The first point meant that most of the classes were created one-off. It didn’t matter if you needed a class of type SomeClass multiple times. The SDK tool simply created another class of type SomeClass. If that class type was used multiple times, you’ll see variables named someClass1, someClass2 all the way to someClass21. It’s why I wrote about multiple use variables versus multiple variables.

The second point meant that if a class has many properties, you might end up with something like:

CellFormat cellFormat3 = new CellFormat(){ NumberFormatId = (UInt32Value)0U, FontId = (UInt32Value)10U, FillId = (UInt32Value)9U, BorderId = (UInt32Value)0U, ApplyNumberFormat = false, ApplyBorder = false, ApplyAlignment = false, ApplyProtection = false };

That’s one line of code.

The problem I have with object initialisers is when you need to comment something in between. Commenting in C# and VB.NET means an entire line is commented, although C# offers the /* comment */ variant. There’s just no easy way to do so. Compare with this:

cellFormat = new CellFormat();
cellFormat.NumberFormatId = 0U;
cellFormat.FontId = 11U;
cellFormat.FillId = 10U;
cellFormat.BorderId = 0U;
cellFormat.ApplyNumberFormat = false;
cellFormat.ApplyBorder = false;
cellFormat.ApplyAlignment = false;
cellFormat.ApplyProtection = false;

I just find that easier to pick and choose stuff I don’t want.

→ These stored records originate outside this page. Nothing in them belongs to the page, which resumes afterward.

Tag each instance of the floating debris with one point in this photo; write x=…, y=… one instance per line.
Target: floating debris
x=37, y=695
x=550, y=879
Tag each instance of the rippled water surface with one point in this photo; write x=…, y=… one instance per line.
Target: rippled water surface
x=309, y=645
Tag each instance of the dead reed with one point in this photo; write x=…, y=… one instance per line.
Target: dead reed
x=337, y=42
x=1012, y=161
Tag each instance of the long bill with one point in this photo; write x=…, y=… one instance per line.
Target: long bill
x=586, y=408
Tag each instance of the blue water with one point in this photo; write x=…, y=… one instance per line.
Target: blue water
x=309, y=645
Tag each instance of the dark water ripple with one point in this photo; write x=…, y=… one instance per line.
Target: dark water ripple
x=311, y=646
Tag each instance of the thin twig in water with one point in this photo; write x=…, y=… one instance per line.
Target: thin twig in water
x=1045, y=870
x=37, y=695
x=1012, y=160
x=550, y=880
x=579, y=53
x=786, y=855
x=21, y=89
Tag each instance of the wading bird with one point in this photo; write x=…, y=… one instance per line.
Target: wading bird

Now the big advantage (my differentiation or unique selling proposition) is that I offer VB.NET too. The SDK tool doesn’t. Here’s a snippet:

run = New Run()
run.RunProperties = New RunProperties()
run.RunProperties.Append(New FontSize() With {.Val = 11R})
clr = New Color()
clr.Theme = 1UI
run.RunProperties.Append(clr)
run.RunProperties.Append(New RunFont() With {.Val = "Calibri"})
run.RunProperties.Append(New FontFamily() With {.Val = 2})
run.RunProperties.Append(New FontScheme() With {.Val = FontSchemeValues.Minor})

You will notice that I do use object initialisers. “That’s hypocritical of you!”. Perhaps, but I use them when the number of properties is small. I’ve kept it to 3 for now. Object initialisers in my case also made it easier that I don’t have to declare and instantiate new classes with actual variable names.

I understand why the SDK tool generates source code the way it does. It has to do with completely iterating through every single part and class of the root class SpreadsheetDocument. If you’ve ever written code to traverse a tree structure, you’ll know how tedious it can be.

The one thing the SDK tool lacks about the source code it generates is context. It runs through the entire Open XML document structure like a squirrel looking for every single acorn on a tree. It doesn’t stop to check any acorn for size, defects or even if it’s an acorn. Look, winter’s coming soon, and the squirrel doesn’t have all day telling you that this particular acorn is related to that particular acorn, and no it doesn’t care how big the acorn is, it’s got the teeth to eat it, ok?

Why are we talking about squirrels again?

So, after about 20 thousand lines of code, I’m just barely getting my software into beta mode. Halfway through that, my heart sank with the enormity of the task. In order to generate more readable code, I cannot iterate through the XML tree structure like the SDK tool. I had to stop and make sense of what the class was.

That made me look at the SDK help file and the ECMA-376 specification file way too much… Did you know the ECMA spec is like over 5000 pages long? And that’s part 1. Parts 2, 3 and 4 are smaller, but still heavyweights in their own right. And there are so many classes and child classes and grandchildren classes and properties and…

I’m going to at least make a valiant effort to have the software self-complete on a subset of the Excel functionality (and thus a subset of the SDK). If you’re interested, I present to you SoxDecompiler. As of this writing, I’m just trying to see if people are interested in the software, so it’s just a page to collect email addresses of the people interested in the software. I think I wrote “interested” way too many times…

For some reason, the name conjures an image of a thread slowly unravelling a sock. But I like it. It stands for “Spreadsheet Open XML Decompiler”.